Contact: Michele Walker, 919-707-8604
State Agency Completes First Digital Map of N.C.’s 12,000-Mile Estuarine Shoreline
RALEIGH – The N.C. Division of Coastal Management has completed a project to create the first ever continuous digital map of more than 12,000 miles of estuarine shoreline in North Carolina.
The map is the result of a partnership between the state agency and East Carolina University.
Among its findings, the project identified the mileage of shoreline types such as a marsh or a swamp forest and the number of shoreline structures such as piers and bulkheads along estuarine waterways. Estuarine shorelines are found along the coast’s broad network of brackish sounds, marshes, rivers and creeks. Estuaries are a unique and important part of coastal life – a transitional area where fresh and salt water mix.
“This is a really exciting project,” said Braxton Davis, director of the state Division of Coastal Management, or DCM. “The maps can be used by DCM, local governments and researchers to assess changes in shorelines and structures, study where and why shorelines are eroding, monitor future changes, and better understand development trends along our estuarine shorelines. This work will provide a wealth of useful data for North Carolina’s coastal management program.”
Using the most recently available aerial photography for each county, the estuarine shoreline for all 20 coastal counties has been digitized and is now available to view on the state Division of Coastal Management’s website.
From broad, shallow sounds like the Albemarle and Pamlico, to narrow bodies of water such as Core and Masonboro sounds, North Carolina has 2.2 million acres of estuarine waters. These shallow sounds, rivers and creeks make up one of the largest estuarine systems in the United States.
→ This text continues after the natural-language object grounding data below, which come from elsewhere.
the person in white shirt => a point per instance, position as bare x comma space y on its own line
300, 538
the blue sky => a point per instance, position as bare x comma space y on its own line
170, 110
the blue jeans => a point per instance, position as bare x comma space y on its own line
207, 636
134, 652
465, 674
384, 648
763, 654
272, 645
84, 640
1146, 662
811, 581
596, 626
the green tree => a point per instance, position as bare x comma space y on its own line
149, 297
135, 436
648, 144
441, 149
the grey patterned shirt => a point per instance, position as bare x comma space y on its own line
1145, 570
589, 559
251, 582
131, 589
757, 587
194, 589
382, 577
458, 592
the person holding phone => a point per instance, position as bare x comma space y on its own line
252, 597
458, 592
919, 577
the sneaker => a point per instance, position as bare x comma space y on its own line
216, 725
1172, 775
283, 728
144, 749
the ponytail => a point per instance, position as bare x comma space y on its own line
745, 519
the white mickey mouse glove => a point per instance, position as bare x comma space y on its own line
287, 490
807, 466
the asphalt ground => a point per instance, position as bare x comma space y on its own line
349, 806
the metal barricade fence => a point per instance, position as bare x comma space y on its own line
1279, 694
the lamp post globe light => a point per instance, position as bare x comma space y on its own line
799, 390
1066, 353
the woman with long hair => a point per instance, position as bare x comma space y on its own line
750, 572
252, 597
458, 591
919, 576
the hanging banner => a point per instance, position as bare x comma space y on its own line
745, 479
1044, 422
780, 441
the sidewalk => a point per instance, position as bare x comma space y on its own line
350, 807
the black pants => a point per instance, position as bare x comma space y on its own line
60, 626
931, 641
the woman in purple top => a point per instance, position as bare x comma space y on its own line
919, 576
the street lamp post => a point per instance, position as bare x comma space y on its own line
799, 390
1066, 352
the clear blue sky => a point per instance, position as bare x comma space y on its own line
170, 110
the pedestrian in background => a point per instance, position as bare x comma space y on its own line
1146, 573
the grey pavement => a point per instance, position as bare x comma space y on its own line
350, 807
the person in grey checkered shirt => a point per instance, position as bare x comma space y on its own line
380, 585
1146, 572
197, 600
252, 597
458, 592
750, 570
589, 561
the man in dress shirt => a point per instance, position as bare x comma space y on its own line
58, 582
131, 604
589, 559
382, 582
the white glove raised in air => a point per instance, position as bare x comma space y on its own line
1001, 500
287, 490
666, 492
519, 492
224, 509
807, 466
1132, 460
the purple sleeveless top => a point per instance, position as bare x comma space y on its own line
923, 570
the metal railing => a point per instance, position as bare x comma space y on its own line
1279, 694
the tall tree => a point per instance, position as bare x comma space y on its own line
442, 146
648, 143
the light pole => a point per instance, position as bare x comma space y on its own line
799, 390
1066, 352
Staff from the state Division of Coastal Management and East Carolina University will continue working together to conduct a more in-depth analysis of the shoreline data, including calculating the length of the five distinct shoreline types and the different types of modified shorelines. They will also work to identify regional shoreline development trends and analyze the distribution of various coastal structures.